Брат Робер, посоветовавшись с расстроенным лицом дом Модеста, сказал:
— Вы клевещете на многих честных людей и забываете самого себя. Вы сейчас называли себя верным другом Генриха Четвертого.
— О! Я не считаюсь, — сказал король, возвращаясь к своей роли.
— Крильон не считается!.. А Рони, а Морнэ, д’Обинье и Санси!
— Рони имеет большие качества, но он любит короля, для того чтобы им управлять. Морнэ — человек жестокий и не снисходительный. Санси оказал огромные услуги его величеству, но такие огромные, что он чувствует их вес и заставляет короля чувствовать его; а д’Обинье любит Генриха Четвертого, как ребенок любит свою собаку или своего воробья, чтобы вырывать у него перья или теребить ее за уши.
— Кто любит, тот и наказывает, — сказал брат Робер глухим голосом.
— Из всех друзей, которых имел этот бедный король, — продолжал Генрих Четвертый растроганным голосом, — я помню только одного. О, вот был редкий друг! Друг также наказывавший, но со смехом таким веселым, с бархатистой лапкой, так остроумно вооруженный невинными когтями!.. Я никогда его не забуду.

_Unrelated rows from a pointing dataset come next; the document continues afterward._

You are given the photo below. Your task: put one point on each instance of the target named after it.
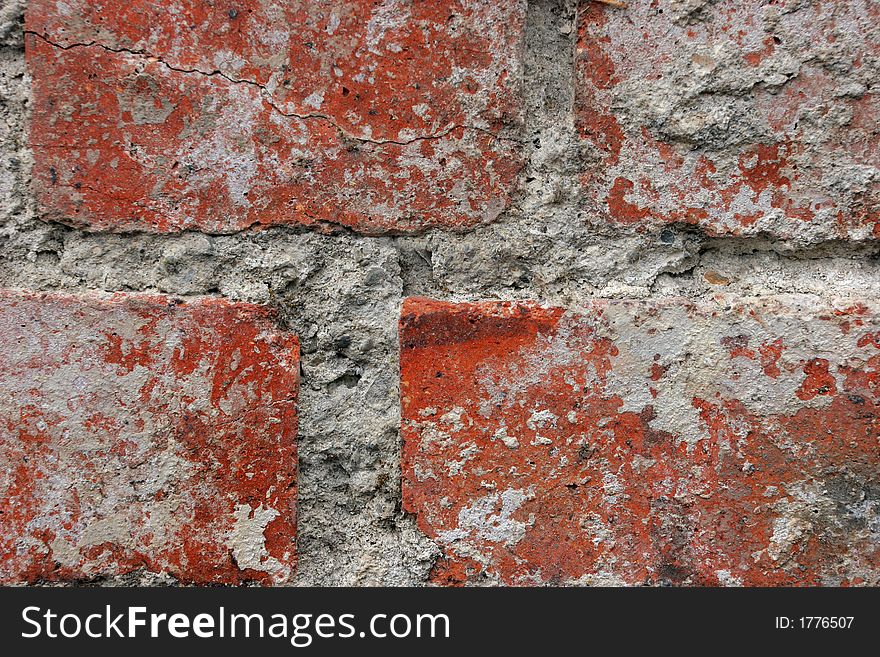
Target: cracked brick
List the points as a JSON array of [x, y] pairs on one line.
[[217, 117], [732, 441], [144, 433], [742, 118]]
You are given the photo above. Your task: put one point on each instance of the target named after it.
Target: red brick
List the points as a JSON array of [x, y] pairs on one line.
[[733, 442], [219, 116], [653, 84], [143, 432]]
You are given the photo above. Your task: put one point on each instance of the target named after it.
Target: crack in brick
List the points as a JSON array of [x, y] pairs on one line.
[[267, 96]]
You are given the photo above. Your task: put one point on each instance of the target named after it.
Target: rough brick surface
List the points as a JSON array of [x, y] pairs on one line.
[[188, 114], [140, 432], [740, 117], [733, 442]]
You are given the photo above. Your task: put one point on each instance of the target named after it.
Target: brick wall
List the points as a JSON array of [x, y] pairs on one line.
[[451, 292]]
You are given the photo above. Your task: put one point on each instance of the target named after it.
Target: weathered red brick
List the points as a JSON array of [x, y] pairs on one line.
[[733, 442], [739, 117], [143, 432], [222, 115]]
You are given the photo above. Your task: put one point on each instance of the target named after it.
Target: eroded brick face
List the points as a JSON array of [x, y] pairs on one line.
[[733, 442], [217, 116], [142, 433], [739, 117]]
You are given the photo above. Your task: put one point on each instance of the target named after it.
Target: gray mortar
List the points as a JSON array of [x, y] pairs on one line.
[[341, 294]]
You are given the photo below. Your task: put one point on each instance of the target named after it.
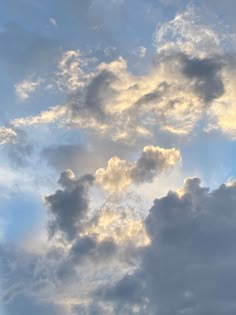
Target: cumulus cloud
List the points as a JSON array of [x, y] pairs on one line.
[[26, 87], [7, 135], [67, 207], [188, 266], [121, 173]]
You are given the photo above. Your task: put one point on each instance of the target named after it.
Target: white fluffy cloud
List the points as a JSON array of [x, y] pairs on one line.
[[26, 87], [121, 173]]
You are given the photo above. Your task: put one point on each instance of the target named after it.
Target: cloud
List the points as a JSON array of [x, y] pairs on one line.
[[189, 265], [121, 173], [69, 206], [7, 135], [26, 87]]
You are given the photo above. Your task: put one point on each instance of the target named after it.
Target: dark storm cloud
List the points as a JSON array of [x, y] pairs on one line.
[[25, 305], [96, 95], [189, 267], [206, 74], [69, 206]]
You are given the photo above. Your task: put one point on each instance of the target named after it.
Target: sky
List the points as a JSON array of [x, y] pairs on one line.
[[117, 157]]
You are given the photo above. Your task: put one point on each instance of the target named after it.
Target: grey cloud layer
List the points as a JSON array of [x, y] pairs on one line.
[[189, 266]]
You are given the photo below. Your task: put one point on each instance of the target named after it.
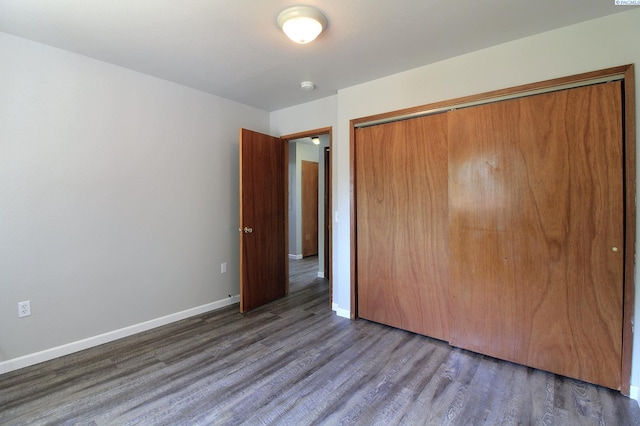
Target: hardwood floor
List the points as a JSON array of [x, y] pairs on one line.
[[294, 362]]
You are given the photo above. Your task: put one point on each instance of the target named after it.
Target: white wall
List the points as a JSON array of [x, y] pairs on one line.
[[601, 43], [118, 200]]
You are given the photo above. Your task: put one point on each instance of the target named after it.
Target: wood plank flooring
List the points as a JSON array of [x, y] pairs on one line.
[[294, 362]]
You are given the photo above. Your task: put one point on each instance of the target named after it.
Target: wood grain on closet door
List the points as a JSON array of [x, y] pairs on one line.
[[402, 238], [536, 231]]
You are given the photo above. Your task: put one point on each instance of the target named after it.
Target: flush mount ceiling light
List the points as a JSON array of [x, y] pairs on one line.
[[307, 85], [302, 24]]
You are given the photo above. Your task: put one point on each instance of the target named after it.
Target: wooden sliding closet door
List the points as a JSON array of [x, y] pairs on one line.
[[402, 238], [536, 231]]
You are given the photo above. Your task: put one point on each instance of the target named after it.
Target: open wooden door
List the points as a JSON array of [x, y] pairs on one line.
[[264, 267]]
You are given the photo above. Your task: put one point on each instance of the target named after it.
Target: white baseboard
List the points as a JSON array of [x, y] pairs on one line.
[[344, 313], [69, 348], [634, 393]]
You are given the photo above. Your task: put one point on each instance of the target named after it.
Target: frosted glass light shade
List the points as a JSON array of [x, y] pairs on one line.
[[302, 24]]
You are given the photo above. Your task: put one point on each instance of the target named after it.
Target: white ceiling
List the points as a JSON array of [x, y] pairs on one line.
[[234, 49]]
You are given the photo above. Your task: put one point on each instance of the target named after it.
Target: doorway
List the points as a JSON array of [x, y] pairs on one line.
[[302, 149]]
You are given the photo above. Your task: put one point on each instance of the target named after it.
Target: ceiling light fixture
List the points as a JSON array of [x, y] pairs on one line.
[[302, 24], [307, 85]]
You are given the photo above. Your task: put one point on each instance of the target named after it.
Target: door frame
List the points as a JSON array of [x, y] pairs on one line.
[[308, 134], [626, 74]]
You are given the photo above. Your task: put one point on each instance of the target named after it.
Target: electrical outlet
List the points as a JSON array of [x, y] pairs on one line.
[[24, 309]]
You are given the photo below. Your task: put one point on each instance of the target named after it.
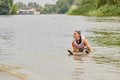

Говоря таким образом, Генрих наклонялся к капюшону брата Робера.
— Кто же был этот Феникс? — прошептал голос, который можно было назвать растроганным, до того он был взволнован.
— Это был гасконский дворянин, соотечественник короля, храбрец, мудрец, душа Брута в теле Терсита, честность Аристида и холодное мужество Леонида.
— Господин кавалер учен, — сказал брат Робер, голос которого дрожал, как его капюшон.
— Брат Робер, вы сами учены, — сказал король, увлекаемый к этому человеку порывом души, которого он не мог преодолеть.
Говорящий брат тотчас схватил таблицу, лежавшую в ногах приора, и своими длинными, крючковатыми пальцами указал королю на следующую фразу: «Необходимо, чтобы посетители проникнулись идеей, что они говорят с приором. Голос заимствован, но мысль собственно его».